Fitch Solutions says the current account stability will mitigate any downside pressure on the Ghana cedi, despite souring investor sentiment towards Emerging Market assets.
According to the UK-based firm, strong export receipts will continue to bolster Ghana’s already robust forex reserves, which have risen to US$14.4 billion, the equivalent of roughly six months of imports.
“In the event that investor sentiment toward Ghana weakens – an outcome for which there is currently little evidence, given Ghana’s stable dollar bond yield spread over South Africa – the central bank would retain sufficient reserves to intervene in the interbank market and contain excessive market volatility”.
That said, it said policymakers are likely to tolerate a modest depreciation bias to support export competitiveness, particularly as the cedi appears overvalued on a real effective exchange rate basis. “Overall, we expect broad currency stability with a slight depreciation bias, with the cedi ending the year at GH¢11.4 to one US dollar.
Risks To Outlook
It said there is a possibility that its current projections for the Middle East conflict prove overly optimistic and that the war persists longer than anticipated.
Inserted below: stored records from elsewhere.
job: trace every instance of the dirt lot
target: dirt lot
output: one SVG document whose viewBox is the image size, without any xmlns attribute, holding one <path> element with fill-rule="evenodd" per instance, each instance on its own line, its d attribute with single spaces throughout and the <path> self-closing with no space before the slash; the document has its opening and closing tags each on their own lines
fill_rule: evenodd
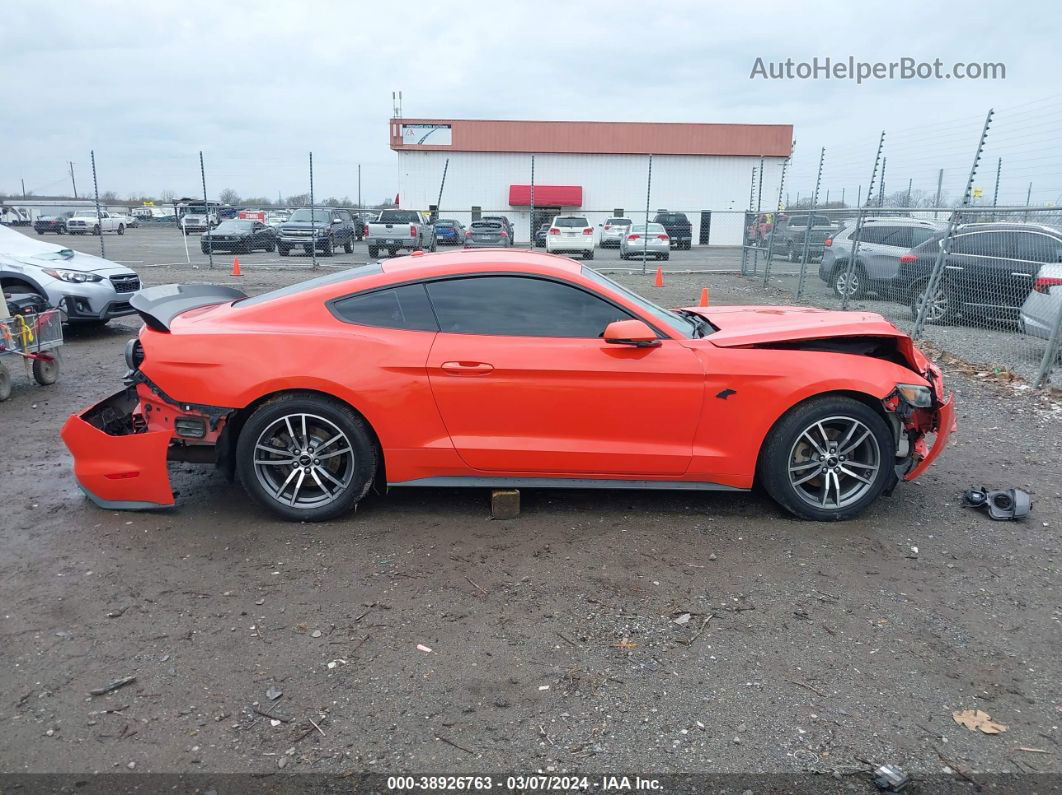
<svg viewBox="0 0 1062 795">
<path fill-rule="evenodd" d="M 209 280 L 108 253 L 148 284 Z M 306 275 L 250 260 L 249 292 Z M 775 297 L 623 280 L 670 305 Z M 485 493 L 419 489 L 292 525 L 191 465 L 176 510 L 107 512 L 57 431 L 118 388 L 137 325 L 69 335 L 59 383 L 16 371 L 0 408 L 0 771 L 1062 772 L 1051 403 L 949 373 L 953 448 L 836 525 L 758 493 L 560 490 L 492 521 Z M 981 483 L 1031 490 L 1033 517 L 961 508 Z M 967 708 L 1008 731 L 957 725 Z"/>
</svg>

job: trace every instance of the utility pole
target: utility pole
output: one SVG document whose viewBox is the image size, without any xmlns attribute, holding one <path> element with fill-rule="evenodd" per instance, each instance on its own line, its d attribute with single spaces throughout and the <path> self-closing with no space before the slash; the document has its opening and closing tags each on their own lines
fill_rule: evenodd
<svg viewBox="0 0 1062 795">
<path fill-rule="evenodd" d="M 22 183 L 22 198 L 25 199 L 26 198 L 26 180 L 20 179 L 19 181 Z"/>
<path fill-rule="evenodd" d="M 74 180 L 74 161 L 73 160 L 67 160 L 66 162 L 70 164 L 70 184 L 74 186 L 74 198 L 76 199 L 77 198 L 77 182 Z"/>
<path fill-rule="evenodd" d="M 908 177 L 907 179 L 907 207 L 911 207 L 911 186 L 914 185 L 914 177 Z"/>
<path fill-rule="evenodd" d="M 358 163 L 358 209 L 361 209 L 361 163 Z"/>
<path fill-rule="evenodd" d="M 944 186 L 944 169 L 937 172 L 937 198 L 933 200 L 933 218 L 937 217 L 937 208 L 940 207 L 940 189 Z"/>
</svg>

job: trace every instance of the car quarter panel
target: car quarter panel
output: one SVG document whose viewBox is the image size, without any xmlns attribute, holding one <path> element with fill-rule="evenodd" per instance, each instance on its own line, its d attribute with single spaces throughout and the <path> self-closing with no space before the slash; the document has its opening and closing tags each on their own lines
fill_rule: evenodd
<svg viewBox="0 0 1062 795">
<path fill-rule="evenodd" d="M 245 323 L 240 311 L 194 310 L 175 320 L 172 335 L 145 329 L 144 375 L 178 402 L 234 409 L 279 392 L 322 392 L 369 422 L 389 479 L 460 466 L 425 368 L 434 332 L 344 323 L 323 301 L 300 303 L 297 326 L 259 323 L 258 312 Z"/>
</svg>

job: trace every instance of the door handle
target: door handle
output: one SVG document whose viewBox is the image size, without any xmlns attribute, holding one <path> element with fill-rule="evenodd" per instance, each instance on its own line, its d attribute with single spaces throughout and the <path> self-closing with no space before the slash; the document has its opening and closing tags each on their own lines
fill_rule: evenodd
<svg viewBox="0 0 1062 795">
<path fill-rule="evenodd" d="M 494 365 L 486 362 L 443 362 L 439 366 L 450 375 L 486 375 L 494 370 Z"/>
<path fill-rule="evenodd" d="M 945 268 L 945 270 L 949 270 L 949 271 L 961 271 L 961 270 L 963 270 L 963 266 L 962 265 L 945 265 L 944 268 Z"/>
</svg>

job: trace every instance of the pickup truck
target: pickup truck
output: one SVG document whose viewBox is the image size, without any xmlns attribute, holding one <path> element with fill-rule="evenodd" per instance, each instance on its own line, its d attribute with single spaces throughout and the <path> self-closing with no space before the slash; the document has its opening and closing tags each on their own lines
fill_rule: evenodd
<svg viewBox="0 0 1062 795">
<path fill-rule="evenodd" d="M 811 228 L 808 228 L 808 213 L 793 215 L 779 214 L 774 225 L 774 237 L 770 232 L 763 238 L 762 245 L 770 245 L 775 254 L 784 254 L 790 262 L 799 262 L 804 253 L 804 238 L 808 239 L 808 257 L 815 259 L 825 251 L 825 240 L 837 227 L 828 215 L 811 215 Z"/>
<path fill-rule="evenodd" d="M 97 216 L 91 210 L 74 213 L 66 219 L 66 231 L 71 235 L 99 235 L 103 232 L 125 234 L 125 222 L 117 215 L 103 211 Z"/>
<path fill-rule="evenodd" d="M 669 213 L 667 210 L 658 210 L 653 219 L 654 224 L 661 224 L 671 238 L 671 245 L 676 248 L 689 249 L 693 245 L 693 225 L 686 213 Z"/>
<path fill-rule="evenodd" d="M 401 249 L 435 251 L 435 227 L 427 213 L 417 210 L 384 210 L 375 221 L 365 225 L 365 242 L 369 256 L 380 256 L 387 249 L 392 257 Z"/>
</svg>

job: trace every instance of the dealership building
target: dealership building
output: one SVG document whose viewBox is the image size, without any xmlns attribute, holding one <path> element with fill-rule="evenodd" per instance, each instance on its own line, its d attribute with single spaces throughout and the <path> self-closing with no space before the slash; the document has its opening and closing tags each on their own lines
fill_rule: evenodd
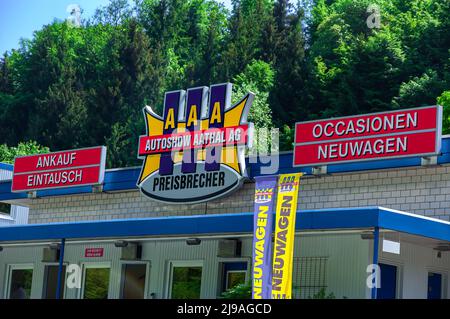
<svg viewBox="0 0 450 319">
<path fill-rule="evenodd" d="M 343 124 L 334 127 L 343 132 Z M 333 138 L 330 128 L 323 133 Z M 408 131 L 405 124 L 414 143 L 408 156 L 400 156 L 401 135 L 400 144 L 384 140 L 384 151 L 392 150 L 387 156 L 372 152 L 361 161 L 329 162 L 352 146 L 327 144 L 328 162 L 319 165 L 299 156 L 325 142 L 299 140 L 307 136 L 302 129 L 293 152 L 271 158 L 278 160 L 276 174 L 304 173 L 293 298 L 448 298 L 450 137 L 436 128 L 433 154 L 423 143 L 428 137 L 419 136 L 430 130 Z M 311 132 L 320 138 L 319 129 Z M 151 198 L 139 187 L 141 167 L 108 169 L 101 183 L 22 192 L 5 173 L 0 202 L 28 209 L 28 224 L 0 227 L 0 298 L 219 298 L 251 282 L 254 178 L 267 160 L 246 157 L 246 178 L 234 191 L 195 203 Z M 17 163 L 1 168 L 16 174 Z M 373 265 L 380 269 L 378 288 Z"/>
</svg>

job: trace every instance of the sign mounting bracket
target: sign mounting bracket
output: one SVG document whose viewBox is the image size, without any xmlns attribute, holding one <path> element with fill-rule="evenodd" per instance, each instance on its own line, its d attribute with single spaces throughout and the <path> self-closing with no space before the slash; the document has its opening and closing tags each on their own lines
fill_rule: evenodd
<svg viewBox="0 0 450 319">
<path fill-rule="evenodd" d="M 103 184 L 92 185 L 92 193 L 103 193 Z"/>
<path fill-rule="evenodd" d="M 438 157 L 437 155 L 435 156 L 424 156 L 420 159 L 420 165 L 421 166 L 433 166 L 433 165 L 437 165 L 438 162 Z"/>
<path fill-rule="evenodd" d="M 328 174 L 327 172 L 328 172 L 328 166 L 327 165 L 314 166 L 312 168 L 312 174 L 316 175 L 316 176 L 326 175 L 326 174 Z"/>
<path fill-rule="evenodd" d="M 28 192 L 27 193 L 27 197 L 30 198 L 30 199 L 37 198 L 37 192 L 36 191 Z"/>
</svg>

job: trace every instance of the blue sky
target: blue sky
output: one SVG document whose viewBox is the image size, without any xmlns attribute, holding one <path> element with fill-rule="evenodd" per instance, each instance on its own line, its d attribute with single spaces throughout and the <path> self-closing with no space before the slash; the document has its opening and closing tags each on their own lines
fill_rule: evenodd
<svg viewBox="0 0 450 319">
<path fill-rule="evenodd" d="M 230 6 L 231 0 L 219 0 Z M 55 18 L 65 20 L 70 4 L 78 4 L 83 17 L 90 17 L 109 0 L 0 0 L 0 54 L 18 48 L 21 38 L 31 39 L 33 32 Z"/>
</svg>

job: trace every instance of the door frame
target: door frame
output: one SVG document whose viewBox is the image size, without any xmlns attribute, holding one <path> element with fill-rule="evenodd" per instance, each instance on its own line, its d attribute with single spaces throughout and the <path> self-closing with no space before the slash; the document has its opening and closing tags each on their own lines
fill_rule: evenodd
<svg viewBox="0 0 450 319">
<path fill-rule="evenodd" d="M 19 263 L 19 264 L 7 264 L 6 265 L 6 280 L 5 280 L 5 290 L 4 290 L 4 296 L 5 299 L 10 298 L 10 291 L 11 291 L 11 274 L 13 270 L 32 270 L 33 276 L 31 278 L 31 291 L 30 291 L 30 299 L 33 292 L 33 282 L 35 281 L 34 276 L 34 264 L 33 263 Z"/>
</svg>

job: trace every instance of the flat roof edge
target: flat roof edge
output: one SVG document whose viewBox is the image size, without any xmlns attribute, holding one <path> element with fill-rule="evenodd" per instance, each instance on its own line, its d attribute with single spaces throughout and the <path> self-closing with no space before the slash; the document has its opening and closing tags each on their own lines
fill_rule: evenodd
<svg viewBox="0 0 450 319">
<path fill-rule="evenodd" d="M 297 212 L 296 231 L 384 229 L 450 241 L 450 224 L 383 207 L 354 207 Z M 253 233 L 253 213 L 172 216 L 93 222 L 13 225 L 0 228 L 2 242 Z"/>
</svg>

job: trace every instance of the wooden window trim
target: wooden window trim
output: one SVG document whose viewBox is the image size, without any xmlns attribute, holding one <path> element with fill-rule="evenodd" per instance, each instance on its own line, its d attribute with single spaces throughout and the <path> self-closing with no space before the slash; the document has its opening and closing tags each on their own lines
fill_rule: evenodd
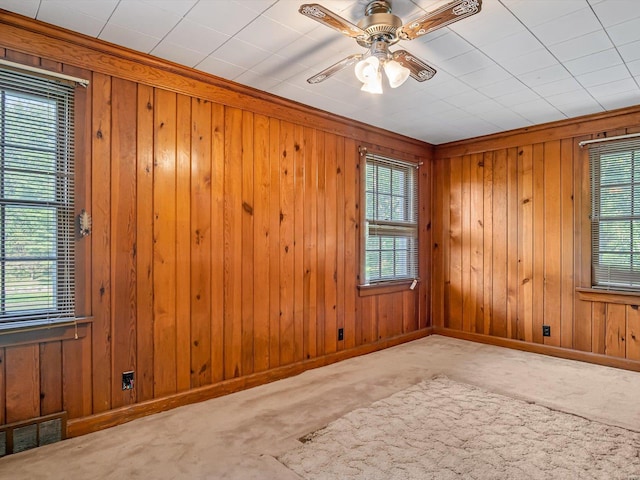
<svg viewBox="0 0 640 480">
<path fill-rule="evenodd" d="M 640 292 L 621 290 L 602 290 L 598 288 L 576 288 L 579 300 L 586 302 L 618 303 L 622 305 L 640 305 Z"/>
<path fill-rule="evenodd" d="M 411 290 L 413 280 L 400 280 L 380 283 L 372 283 L 370 285 L 358 285 L 358 295 L 361 297 L 369 297 L 371 295 L 383 295 L 385 293 L 403 292 Z"/>
<path fill-rule="evenodd" d="M 41 325 L 33 328 L 16 328 L 0 332 L 0 348 L 16 345 L 33 345 L 42 342 L 80 339 L 87 336 L 93 317 L 78 318 L 75 322 L 59 325 Z"/>
</svg>

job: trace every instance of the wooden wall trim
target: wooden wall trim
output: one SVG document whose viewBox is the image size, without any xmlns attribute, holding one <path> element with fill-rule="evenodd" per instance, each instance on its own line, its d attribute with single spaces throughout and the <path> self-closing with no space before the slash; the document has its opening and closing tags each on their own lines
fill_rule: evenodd
<svg viewBox="0 0 640 480">
<path fill-rule="evenodd" d="M 564 358 L 567 360 L 578 360 L 581 362 L 593 363 L 605 367 L 621 368 L 640 372 L 640 361 L 627 360 L 625 358 L 611 357 L 597 353 L 582 352 L 569 348 L 555 347 L 551 345 L 541 345 L 537 343 L 524 342 L 521 340 L 513 340 L 503 337 L 492 337 L 490 335 L 482 335 L 479 333 L 462 332 L 451 328 L 433 327 L 432 335 L 443 335 L 445 337 L 459 338 L 460 340 L 469 340 L 471 342 L 484 343 L 486 345 L 495 345 L 497 347 L 512 348 L 523 352 L 538 353 L 549 355 L 551 357 Z"/>
<path fill-rule="evenodd" d="M 470 155 L 501 148 L 578 137 L 638 124 L 640 124 L 640 106 L 626 107 L 609 112 L 594 113 L 583 117 L 509 130 L 493 135 L 444 143 L 435 147 L 435 155 L 437 158 Z"/>
<path fill-rule="evenodd" d="M 67 424 L 67 438 L 77 437 L 87 433 L 103 430 L 105 428 L 120 425 L 137 418 L 142 418 L 154 413 L 160 413 L 176 407 L 202 402 L 230 393 L 257 387 L 266 383 L 281 380 L 298 375 L 306 370 L 324 367 L 332 363 L 340 362 L 353 357 L 366 355 L 378 350 L 411 342 L 429 336 L 431 328 L 424 328 L 411 333 L 398 335 L 375 343 L 341 350 L 322 357 L 305 360 L 302 362 L 285 365 L 265 372 L 254 373 L 244 377 L 225 380 L 213 385 L 195 388 L 185 392 L 169 395 L 155 400 L 115 408 L 104 413 L 70 420 Z"/>
<path fill-rule="evenodd" d="M 0 9 L 0 46 L 431 158 L 433 146 Z"/>
</svg>

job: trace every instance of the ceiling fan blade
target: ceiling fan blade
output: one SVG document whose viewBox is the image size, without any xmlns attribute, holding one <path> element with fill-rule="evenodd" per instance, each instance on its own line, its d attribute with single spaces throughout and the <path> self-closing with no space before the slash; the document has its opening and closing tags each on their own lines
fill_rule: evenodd
<svg viewBox="0 0 640 480">
<path fill-rule="evenodd" d="M 407 67 L 411 72 L 411 77 L 419 82 L 429 80 L 436 74 L 435 68 L 430 67 L 418 57 L 415 57 L 406 50 L 398 50 L 397 52 L 393 52 L 393 59 L 403 67 Z"/>
<path fill-rule="evenodd" d="M 398 30 L 403 40 L 413 40 L 426 33 L 475 15 L 480 11 L 482 0 L 454 0 L 426 15 L 409 22 Z"/>
<path fill-rule="evenodd" d="M 364 30 L 362 30 L 357 25 L 345 20 L 340 15 L 333 13 L 331 10 L 323 7 L 322 5 L 318 5 L 317 3 L 306 3 L 304 5 L 300 5 L 298 11 L 309 17 L 316 22 L 320 22 L 327 27 L 331 27 L 334 30 L 348 36 L 357 38 L 363 35 L 366 35 Z"/>
<path fill-rule="evenodd" d="M 361 53 L 354 53 L 353 55 L 349 55 L 347 58 L 343 58 L 338 63 L 334 63 L 328 68 L 325 68 L 320 73 L 315 74 L 313 77 L 308 78 L 307 82 L 309 83 L 320 83 L 323 80 L 335 75 L 340 70 L 347 68 L 349 65 L 353 65 L 354 63 L 360 61 L 362 58 Z"/>
</svg>

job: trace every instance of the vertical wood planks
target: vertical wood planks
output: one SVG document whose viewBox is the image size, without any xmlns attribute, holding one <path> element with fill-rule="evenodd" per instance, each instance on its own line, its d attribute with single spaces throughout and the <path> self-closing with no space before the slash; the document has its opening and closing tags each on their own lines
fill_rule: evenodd
<svg viewBox="0 0 640 480">
<path fill-rule="evenodd" d="M 533 250 L 533 276 L 531 294 L 531 322 L 525 323 L 525 339 L 529 342 L 542 343 L 542 325 L 544 324 L 545 306 L 545 161 L 544 147 L 542 143 L 533 145 L 533 218 L 531 224 L 531 236 Z M 555 332 L 552 332 L 555 333 Z"/>
<path fill-rule="evenodd" d="M 176 390 L 191 387 L 191 98 L 176 98 Z"/>
<path fill-rule="evenodd" d="M 413 332 L 419 328 L 418 301 L 418 290 L 402 292 L 402 331 L 400 333 Z"/>
<path fill-rule="evenodd" d="M 560 144 L 560 228 L 561 228 L 561 285 L 560 285 L 560 346 L 573 348 L 574 256 L 573 256 L 573 142 L 562 140 Z"/>
<path fill-rule="evenodd" d="M 626 356 L 627 306 L 614 303 L 607 304 L 605 328 L 605 355 L 613 357 Z"/>
<path fill-rule="evenodd" d="M 60 412 L 62 411 L 62 342 L 41 343 L 39 359 L 40 415 Z"/>
<path fill-rule="evenodd" d="M 469 329 L 482 333 L 484 329 L 484 158 L 471 157 L 470 168 L 470 243 L 469 243 Z M 489 190 L 489 188 L 487 188 Z M 489 295 L 489 292 L 487 292 Z M 466 302 L 465 302 L 466 304 Z M 465 305 L 466 306 L 466 305 Z M 487 312 L 489 313 L 489 312 Z"/>
<path fill-rule="evenodd" d="M 304 129 L 296 125 L 293 133 L 294 210 L 293 210 L 293 361 L 304 359 Z"/>
<path fill-rule="evenodd" d="M 507 150 L 507 338 L 518 337 L 520 304 L 520 204 L 519 151 Z"/>
<path fill-rule="evenodd" d="M 191 100 L 191 387 L 211 383 L 211 103 Z"/>
<path fill-rule="evenodd" d="M 78 340 L 62 342 L 62 408 L 69 418 L 84 417 L 92 413 L 91 363 L 92 325 L 87 325 L 87 335 Z M 93 391 L 96 391 L 94 385 Z M 93 402 L 95 405 L 95 402 Z"/>
<path fill-rule="evenodd" d="M 344 348 L 356 346 L 356 304 L 357 279 L 360 271 L 360 259 L 357 242 L 360 236 L 360 211 L 358 202 L 358 149 L 355 141 L 344 142 L 344 195 L 345 195 L 345 231 L 344 231 Z"/>
<path fill-rule="evenodd" d="M 280 121 L 269 120 L 269 367 L 280 365 Z"/>
<path fill-rule="evenodd" d="M 378 339 L 391 338 L 402 333 L 403 292 L 379 295 Z"/>
<path fill-rule="evenodd" d="M 405 328 L 412 330 L 409 325 L 415 324 L 415 329 L 431 327 L 433 319 L 431 318 L 431 288 L 433 285 L 433 277 L 431 270 L 433 264 L 431 262 L 431 244 L 433 243 L 433 197 L 431 191 L 433 188 L 433 162 L 421 162 L 417 166 L 418 176 L 418 251 L 422 254 L 418 257 L 418 275 L 421 281 L 418 283 L 415 298 L 414 318 L 405 318 Z M 406 298 L 406 296 L 405 296 Z M 405 311 L 407 313 L 407 311 Z M 407 330 L 408 331 L 408 330 Z"/>
<path fill-rule="evenodd" d="M 337 138 L 325 136 L 325 258 L 324 258 L 324 353 L 338 348 L 337 304 Z"/>
<path fill-rule="evenodd" d="M 111 408 L 111 77 L 93 75 L 91 290 L 93 412 Z"/>
<path fill-rule="evenodd" d="M 533 149 L 518 150 L 518 340 L 533 340 Z"/>
<path fill-rule="evenodd" d="M 627 305 L 627 358 L 640 360 L 640 309 L 638 305 Z"/>
<path fill-rule="evenodd" d="M 40 349 L 38 345 L 7 347 L 5 364 L 6 422 L 40 415 Z M 78 365 L 78 368 L 81 366 Z"/>
<path fill-rule="evenodd" d="M 443 296 L 442 299 L 442 321 L 441 325 L 444 327 L 448 325 L 448 318 L 450 315 L 450 304 L 451 304 L 451 275 L 452 275 L 452 265 L 451 265 L 451 248 L 453 246 L 450 243 L 449 239 L 452 237 L 451 230 L 451 221 L 453 218 L 453 212 L 450 213 L 450 202 L 451 202 L 451 165 L 452 162 L 446 162 L 442 168 L 442 199 L 443 205 L 447 206 L 447 211 L 442 213 L 442 233 L 440 234 L 440 242 L 441 242 L 441 250 L 443 257 L 443 265 L 442 265 L 442 283 L 443 283 Z M 434 182 L 435 183 L 435 179 Z M 458 217 L 459 218 L 459 217 Z M 432 290 L 433 295 L 433 290 Z"/>
<path fill-rule="evenodd" d="M 508 335 L 508 299 L 509 282 L 508 269 L 510 265 L 508 239 L 509 231 L 515 225 L 508 215 L 508 158 L 506 150 L 498 150 L 493 156 L 491 186 L 493 188 L 491 208 L 492 214 L 492 265 L 491 265 L 491 318 L 489 330 L 485 333 L 498 337 Z M 486 168 L 486 165 L 485 165 Z M 486 238 L 486 237 L 485 237 Z M 485 244 L 487 241 L 485 240 Z M 517 265 L 517 263 L 516 263 Z M 486 275 L 485 275 L 486 278 Z M 485 307 L 486 308 L 486 307 Z M 486 312 L 485 312 L 486 315 Z M 486 328 L 486 322 L 485 322 Z"/>
<path fill-rule="evenodd" d="M 493 152 L 487 152 L 484 154 L 482 160 L 483 174 L 483 220 L 482 220 L 482 233 L 484 234 L 482 245 L 483 248 L 479 252 L 482 257 L 482 276 L 481 276 L 481 288 L 482 288 L 482 304 L 479 305 L 482 320 L 476 319 L 476 331 L 478 333 L 489 334 L 491 331 L 491 323 L 493 317 L 493 297 L 496 295 L 496 287 L 494 286 L 494 271 L 493 271 L 493 212 L 495 209 L 494 204 L 494 162 Z M 500 251 L 504 255 L 504 249 Z M 498 292 L 499 294 L 499 292 Z M 480 316 L 479 316 L 480 317 Z"/>
<path fill-rule="evenodd" d="M 606 315 L 606 303 L 593 302 L 591 304 L 591 348 L 593 353 L 601 353 L 603 355 L 606 353 Z"/>
<path fill-rule="evenodd" d="M 317 195 L 316 195 L 316 205 L 318 207 L 317 211 L 317 233 L 318 233 L 318 243 L 317 243 L 317 261 L 318 261 L 318 275 L 317 275 L 317 317 L 316 317 L 316 354 L 324 355 L 325 353 L 325 323 L 326 323 L 326 303 L 325 303 L 325 272 L 326 272 L 326 225 L 327 219 L 325 216 L 326 211 L 326 200 L 327 200 L 327 192 L 326 192 L 326 171 L 325 171 L 325 134 L 323 132 L 316 132 L 316 158 L 318 160 L 317 165 Z"/>
<path fill-rule="evenodd" d="M 121 388 L 122 372 L 136 370 L 136 84 L 111 85 L 111 407 L 136 401 Z"/>
<path fill-rule="evenodd" d="M 544 324 L 551 327 L 545 345 L 560 346 L 562 288 L 562 196 L 560 142 L 544 144 Z M 562 319 L 564 321 L 564 319 Z M 571 322 L 571 318 L 566 319 Z"/>
<path fill-rule="evenodd" d="M 315 131 L 304 129 L 304 358 L 316 356 L 316 332 L 318 315 L 318 160 L 316 157 Z M 355 280 L 354 280 L 355 281 Z M 355 288 L 355 287 L 354 287 Z"/>
<path fill-rule="evenodd" d="M 211 105 L 211 381 L 224 378 L 225 108 Z"/>
<path fill-rule="evenodd" d="M 446 181 L 446 179 L 445 179 Z M 456 330 L 462 324 L 462 158 L 451 159 L 449 189 L 449 282 L 445 282 L 445 326 Z M 445 230 L 446 231 L 446 230 Z M 447 295 L 448 291 L 448 295 Z"/>
<path fill-rule="evenodd" d="M 138 85 L 136 164 L 136 397 L 153 398 L 153 88 Z"/>
<path fill-rule="evenodd" d="M 242 112 L 242 374 L 253 373 L 254 359 L 254 152 L 253 114 Z"/>
<path fill-rule="evenodd" d="M 224 378 L 242 375 L 242 111 L 225 109 Z"/>
<path fill-rule="evenodd" d="M 253 291 L 254 295 L 254 370 L 269 368 L 269 282 L 271 172 L 269 171 L 269 118 L 255 115 L 253 130 Z"/>
<path fill-rule="evenodd" d="M 280 124 L 280 365 L 294 359 L 294 126 Z"/>
<path fill-rule="evenodd" d="M 446 199 L 444 197 L 444 183 L 447 179 L 444 175 L 444 166 L 448 161 L 434 160 L 433 164 L 433 218 L 431 220 L 431 258 L 432 258 L 432 278 L 431 285 L 431 322 L 435 327 L 444 327 L 444 212 Z M 437 179 L 437 180 L 435 180 Z"/>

In such a scenario, it stressed that global energy prices would rise further and remain elevated for longer, increasing the likelihood of global supply‑chain disruptions. “In Ghana, this would translate into stronger inflationary pressures and a weaker outlook for household consumption. Nevertheless, we expect the transmission channels identified above to remain unchanged”.
It concluded that Ghana’s external position would remain resilient to the shock, while pressures on the fiscal account would likely remain limited, even as the growth outlook deteriorated.